Self and Others
Psychology 410
Prof. Bertram Malle
Winter 1999
Malle & Horowitz (1995)
Where does the tightness of negative self-views come from? At least two hypotheses were considered: (a) Traits are self-discovered, lead to behavior that confirms self-views; (b) Social feedback, focusing on the negative (perfectionism), points attention to negative behaviors and builds up negative affect with respect to self-views.
The influence of culture: We distinguished process (schema formation, tightness) from content (which trait -- e.g., shyness vs. extraversion -- counts as socially desirable) and found that cultures may very much differ in content but less so in process. We also found that "cohesive" cultures (living in confined spaces, having long history, high collectivism) probably exert more influence on the individual and may create even more tightness of negative self-views.

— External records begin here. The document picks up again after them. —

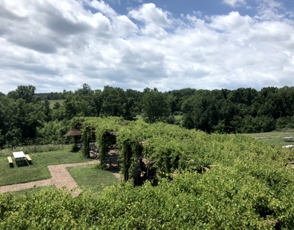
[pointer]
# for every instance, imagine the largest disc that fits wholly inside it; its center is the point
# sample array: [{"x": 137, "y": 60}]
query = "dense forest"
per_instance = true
[{"x": 27, "y": 117}]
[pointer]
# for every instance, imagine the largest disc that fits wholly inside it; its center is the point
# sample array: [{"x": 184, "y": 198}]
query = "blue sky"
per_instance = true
[{"x": 167, "y": 44}]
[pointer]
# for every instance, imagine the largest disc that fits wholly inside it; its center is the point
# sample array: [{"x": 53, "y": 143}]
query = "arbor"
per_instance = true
[{"x": 155, "y": 106}]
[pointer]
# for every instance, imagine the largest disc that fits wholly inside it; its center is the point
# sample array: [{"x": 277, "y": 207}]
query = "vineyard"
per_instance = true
[{"x": 192, "y": 181}]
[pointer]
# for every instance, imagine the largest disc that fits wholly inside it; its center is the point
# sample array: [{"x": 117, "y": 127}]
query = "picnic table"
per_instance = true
[{"x": 19, "y": 156}]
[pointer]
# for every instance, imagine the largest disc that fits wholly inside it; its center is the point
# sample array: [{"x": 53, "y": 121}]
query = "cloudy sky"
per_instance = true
[{"x": 168, "y": 44}]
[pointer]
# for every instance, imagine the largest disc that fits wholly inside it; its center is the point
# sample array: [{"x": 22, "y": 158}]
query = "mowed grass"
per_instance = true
[
  {"x": 38, "y": 169},
  {"x": 52, "y": 102},
  {"x": 91, "y": 178},
  {"x": 31, "y": 191},
  {"x": 275, "y": 137}
]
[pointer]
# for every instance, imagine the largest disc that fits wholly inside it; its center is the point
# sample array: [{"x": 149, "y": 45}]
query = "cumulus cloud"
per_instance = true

We touched briefly on body images, a case in which the majority of people have a negative self-views (in contrast to the personality domain where the majority, at least in Western cultures, has a positive view). Here too, negative self-views may be tighter but not because one stands out as a minority of sorts but stil because of the perfectionism to reach a certain standard (reinforced daily by media).
Alicke et al. (1997)
We identified the conditions under which the "genius effects" is most likely, discussed different populations (e.g., middle-aged adults), different domains (e.g., job skills) and were persuaded that the effect should still hold. A limiting condition is the past performance of the "other" -- if that person has usually done very poorly (example of a 1-7 football time), losing against them cannot be regulated by claiming they are a genius (Super Bowl bound). We also wondered whether the effect would last, say, after 2 hours, and if there might be a "rebound" (e.g., if the other, or anybody, does something stupid, would be rag on him or her?)
We distinguished exalting the other from basking in the other's reflected glory (BRIGing). BIRGing brings one closer to the other, whereas exalting distances oneself from the other. Also, BIRGing can add positive feelings to the baseline, whereas exalting the other is used to regulated a short-term dip in self-worth.
On Thursday we will start out with a brief discussion of the Bushman & Baumeister article.